This is the first book in the Lord Peter Wimsey series, and it's definitely worth listening to. It provides an interesting and bizarre mystery with a unique criminal, a brief but poignant examination of shell shock after WW1 (Sayers' husband suffered from this), and a wonderful array of Sayers eccentric supporting characters. These include the incomparable Dowager Duchess of Denver, Mr. Thipps and his fabulous mother Mrs. Thipps, their housemaid Gladys and her boyfriend, the delightfully dim Freddy Arbuthnot, and of course the omnipotent Bunter. Wimsey is a little over the top in this, his first outing, but he settles down as the series goes on so no need to be put off by that.
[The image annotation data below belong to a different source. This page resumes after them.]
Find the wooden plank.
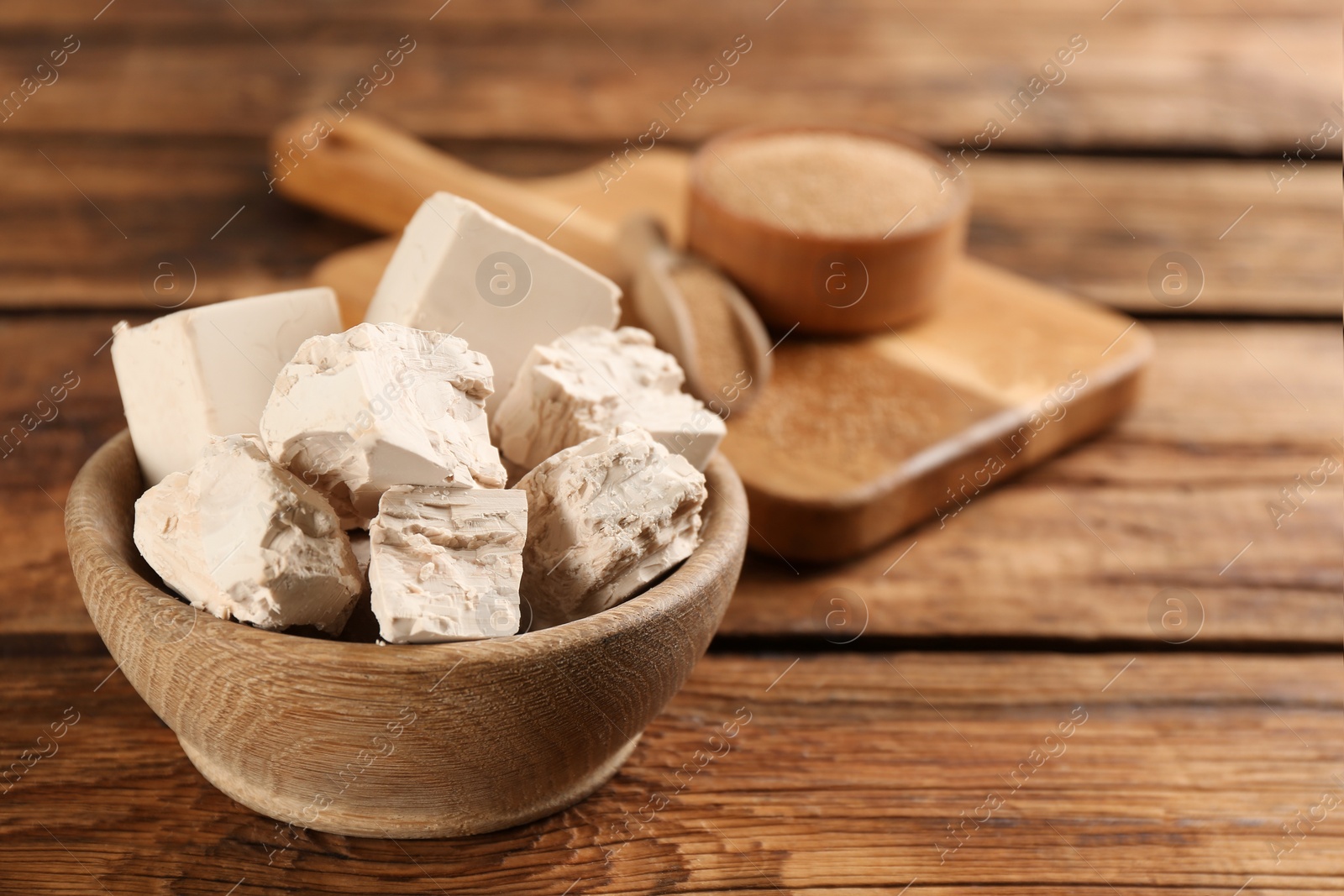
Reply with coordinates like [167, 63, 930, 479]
[721, 324, 1344, 645]
[966, 155, 1344, 317]
[0, 314, 1344, 646]
[0, 0, 1340, 155]
[0, 652, 1344, 896]
[0, 137, 1344, 317]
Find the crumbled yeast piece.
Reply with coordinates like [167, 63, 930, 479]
[517, 423, 706, 627]
[492, 327, 727, 470]
[368, 485, 527, 643]
[365, 192, 621, 414]
[134, 435, 363, 634]
[112, 286, 340, 485]
[260, 324, 506, 528]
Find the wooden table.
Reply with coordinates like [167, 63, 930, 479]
[0, 0, 1344, 896]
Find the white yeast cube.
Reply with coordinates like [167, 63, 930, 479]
[112, 286, 340, 485]
[365, 192, 621, 412]
[517, 423, 706, 629]
[134, 435, 363, 634]
[492, 327, 727, 470]
[368, 485, 527, 643]
[260, 324, 506, 528]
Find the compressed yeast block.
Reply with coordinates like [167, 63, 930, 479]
[112, 286, 340, 485]
[260, 324, 506, 528]
[368, 485, 527, 643]
[492, 327, 727, 470]
[365, 192, 621, 412]
[517, 423, 706, 627]
[134, 435, 363, 634]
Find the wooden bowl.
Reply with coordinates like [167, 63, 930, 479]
[688, 126, 970, 334]
[66, 432, 748, 837]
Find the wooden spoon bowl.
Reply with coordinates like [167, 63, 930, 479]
[66, 432, 748, 838]
[688, 126, 970, 334]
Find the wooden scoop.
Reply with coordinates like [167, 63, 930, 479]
[270, 114, 770, 411]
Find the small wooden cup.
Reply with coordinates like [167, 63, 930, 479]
[688, 126, 970, 334]
[66, 432, 748, 849]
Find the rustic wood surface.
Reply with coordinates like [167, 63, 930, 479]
[0, 652, 1344, 896]
[8, 141, 1344, 317]
[0, 314, 1344, 645]
[0, 0, 1344, 896]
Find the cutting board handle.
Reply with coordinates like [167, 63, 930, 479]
[269, 113, 623, 280]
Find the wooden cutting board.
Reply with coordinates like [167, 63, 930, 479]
[313, 149, 1152, 562]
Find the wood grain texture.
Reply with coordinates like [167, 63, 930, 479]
[0, 652, 1344, 896]
[0, 0, 1340, 155]
[0, 138, 1344, 317]
[721, 259, 1152, 563]
[0, 314, 1344, 649]
[66, 432, 748, 838]
[722, 324, 1344, 647]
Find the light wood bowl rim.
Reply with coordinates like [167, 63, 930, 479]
[688, 125, 972, 251]
[66, 430, 748, 674]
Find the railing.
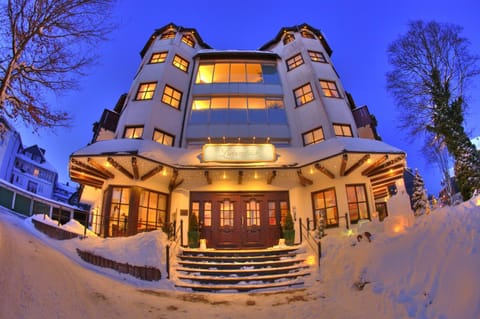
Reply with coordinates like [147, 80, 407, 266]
[165, 220, 183, 279]
[298, 217, 322, 267]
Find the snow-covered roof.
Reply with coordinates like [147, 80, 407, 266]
[72, 137, 404, 167]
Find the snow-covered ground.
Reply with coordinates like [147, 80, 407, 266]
[0, 197, 480, 319]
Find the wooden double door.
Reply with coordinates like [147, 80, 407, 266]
[190, 192, 289, 249]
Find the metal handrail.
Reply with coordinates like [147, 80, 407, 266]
[299, 218, 322, 266]
[165, 220, 183, 279]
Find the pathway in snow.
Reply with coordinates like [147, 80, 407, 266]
[0, 212, 355, 319]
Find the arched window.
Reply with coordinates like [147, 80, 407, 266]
[182, 34, 195, 48]
[283, 33, 295, 45]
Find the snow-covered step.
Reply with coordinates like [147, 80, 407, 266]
[176, 280, 304, 292]
[175, 247, 310, 291]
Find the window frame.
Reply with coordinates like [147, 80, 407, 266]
[345, 184, 371, 224]
[282, 32, 295, 45]
[122, 125, 144, 140]
[148, 51, 168, 64]
[285, 53, 305, 71]
[172, 54, 190, 73]
[162, 84, 183, 110]
[318, 79, 342, 99]
[312, 187, 340, 228]
[152, 128, 175, 146]
[293, 82, 315, 107]
[302, 126, 325, 146]
[308, 50, 328, 63]
[332, 123, 353, 137]
[182, 34, 195, 48]
[135, 82, 157, 101]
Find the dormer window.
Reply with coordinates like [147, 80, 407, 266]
[160, 30, 177, 40]
[283, 33, 295, 45]
[182, 34, 195, 48]
[300, 30, 315, 39]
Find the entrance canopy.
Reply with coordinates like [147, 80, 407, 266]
[70, 137, 406, 197]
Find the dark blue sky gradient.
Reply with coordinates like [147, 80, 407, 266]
[16, 0, 480, 194]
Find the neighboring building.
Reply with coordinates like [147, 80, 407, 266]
[70, 24, 409, 248]
[0, 117, 77, 203]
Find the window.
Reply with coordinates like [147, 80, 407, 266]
[108, 187, 130, 237]
[137, 190, 167, 232]
[283, 33, 295, 45]
[189, 96, 287, 124]
[320, 80, 340, 98]
[308, 51, 327, 63]
[162, 85, 182, 109]
[27, 181, 38, 194]
[333, 124, 353, 137]
[268, 202, 277, 226]
[302, 127, 325, 146]
[160, 30, 176, 40]
[300, 30, 315, 39]
[287, 53, 303, 71]
[172, 55, 189, 72]
[123, 126, 143, 138]
[220, 199, 233, 227]
[293, 83, 314, 106]
[195, 63, 280, 84]
[153, 129, 174, 146]
[203, 201, 212, 227]
[312, 188, 338, 227]
[182, 34, 195, 48]
[149, 51, 168, 63]
[135, 82, 157, 101]
[347, 184, 370, 223]
[245, 199, 260, 227]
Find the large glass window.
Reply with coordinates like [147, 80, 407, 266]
[308, 51, 327, 63]
[135, 82, 157, 101]
[287, 53, 303, 71]
[283, 33, 295, 44]
[162, 85, 182, 109]
[137, 190, 167, 232]
[160, 31, 176, 40]
[172, 55, 190, 72]
[347, 184, 370, 223]
[246, 199, 260, 227]
[293, 83, 314, 106]
[109, 187, 130, 237]
[149, 51, 168, 63]
[195, 63, 280, 84]
[182, 34, 195, 48]
[123, 126, 143, 139]
[190, 96, 287, 124]
[220, 199, 234, 227]
[312, 188, 339, 227]
[320, 80, 340, 98]
[333, 124, 353, 137]
[302, 127, 325, 146]
[153, 129, 174, 146]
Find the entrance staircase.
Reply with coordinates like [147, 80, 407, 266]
[175, 247, 310, 292]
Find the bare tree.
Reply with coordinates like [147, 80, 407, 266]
[0, 0, 113, 130]
[387, 21, 480, 198]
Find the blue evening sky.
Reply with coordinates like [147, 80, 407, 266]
[15, 0, 480, 194]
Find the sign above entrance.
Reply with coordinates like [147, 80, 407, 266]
[202, 144, 275, 163]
I also really like David Case as the reader. I know most people probably won't agree with me, but I prefer him to Ian Carmichael even though Carmichael is the ultimate voice of Lord Peter Wimsey for so many of us. I just feel that Carmichael has a tendency to make Wimsey sound angry and irritable too much of the time and misses some of Sayers' wonderful humor that way, and that Case has a more nuanced and accurate reading of the character.
We haven't been able to get audio recordings of Sayers for some years on this side of the Atlantic, but I hope that the fact that we've seen two new ones appear in Audible offerings in the last couple of months indicates that the legal tangles (whatever they were) are over and that we will once again have access to these wonderful audiobooks, I can not wait for "Murder Must Advertise"!!!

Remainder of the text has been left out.